My Favorite Domer tells me the trees all around campus have suddenly decided to drop their leaves, all at once!
Of course, this makes for lots of headaches for the maintenance crew, who probably find themselves in the position of salmon swimming upstream as they try to keep up with Mother Nature. At least they’re not having to rake.
When I was a child, I always used to think of Hell as one long life sentence of raking leaves. That was during a time when our fair community allowed residents to burn, and my mom certainly loved that! We’d rake leaves into huge piles or mountain ranges along the sidewalk, then mom would add a bit of lighter fluid from our summer charcoaling and strike a few matches. The flames and smoke would belch skyward, and we kids would race back to the front porch for safety!

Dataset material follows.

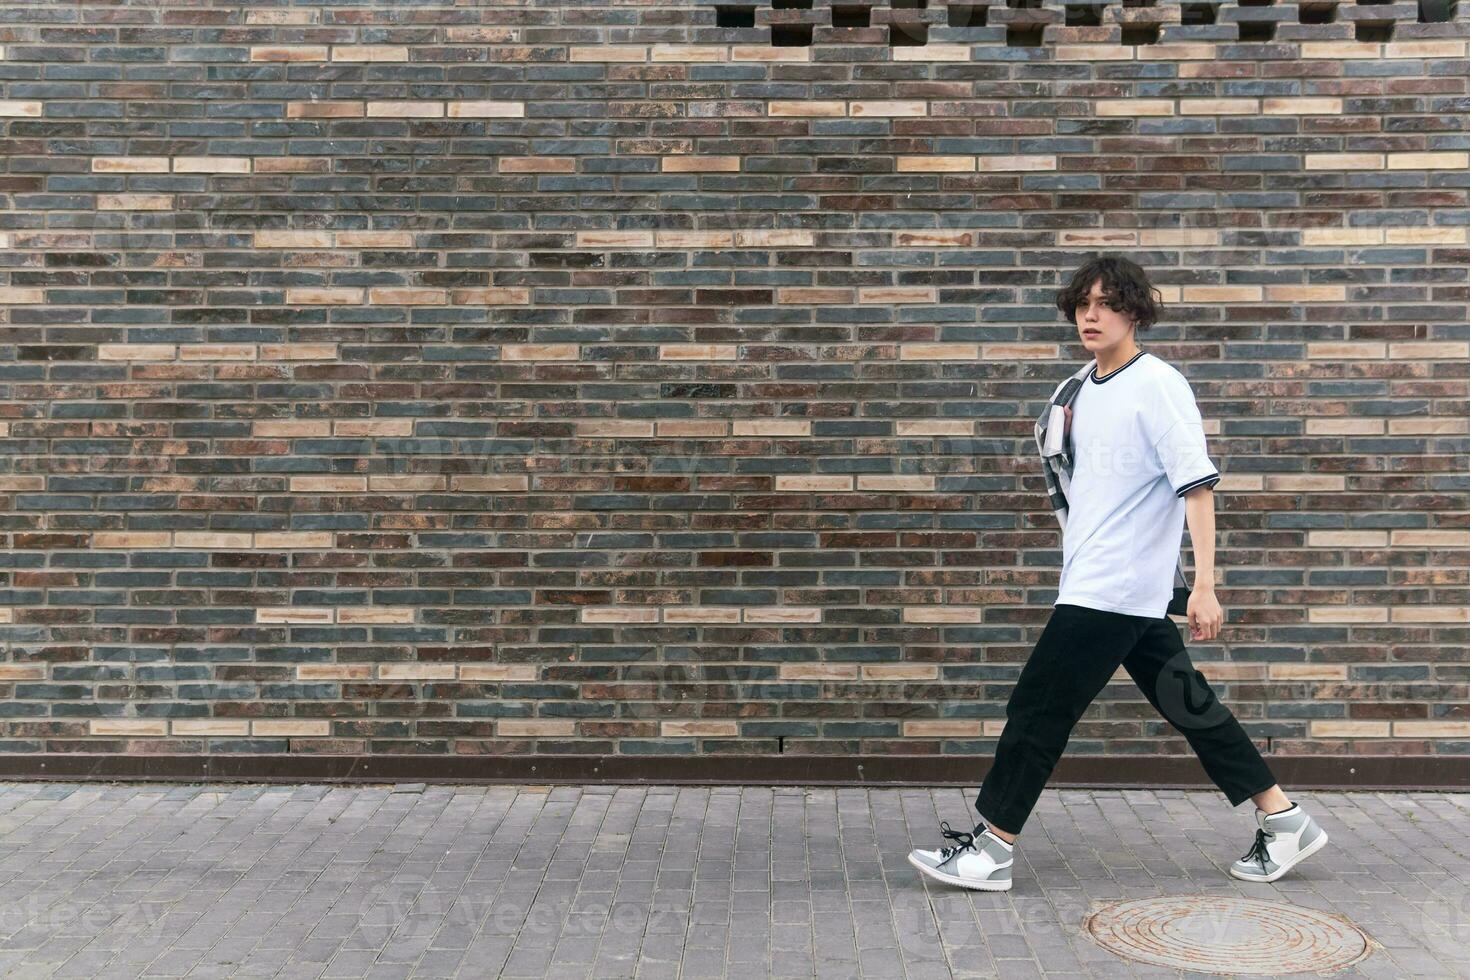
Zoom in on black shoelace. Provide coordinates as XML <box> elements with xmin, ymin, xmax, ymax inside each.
<box><xmin>1241</xmin><ymin>828</ymin><xmax>1272</xmax><ymax>870</ymax></box>
<box><xmin>937</xmin><ymin>820</ymin><xmax>979</xmax><ymax>866</ymax></box>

Now we’re more enlightened, and our city fathers have banned leaf burning. Of course, that means some people refuse to do anything with their yards, and their leaves blow this way and that until they can find a fence-row to cling to. Other people have invested in mulching lawnmowers (like my dad did), and they’re the ones who can “kill two birds with one stone”! Frankly, I’m one of the people who can breathe better, now that burning has been banned, and I hope we never go back. If only we could just ban (or even restrict) burning on those portable fire-pits that cause all sorts of respiratory problems for those of us with allergies!
It’s kind of fun shuffling your feet through downed leaves on the sidewalk, though. Even my Sheltie gets a kick out of this! They make such an interesting swooshing sound, much like the sound corduroy pants make when you walk!
When I was on campus last week, the crews were using big blowers to push the leaves into piles. Since ND is so environmentally friendly, I guess they’ll turn these leaves into mulch or something. As for me, I’d hate the thought of having to rake a 1,250-acre piece of property!!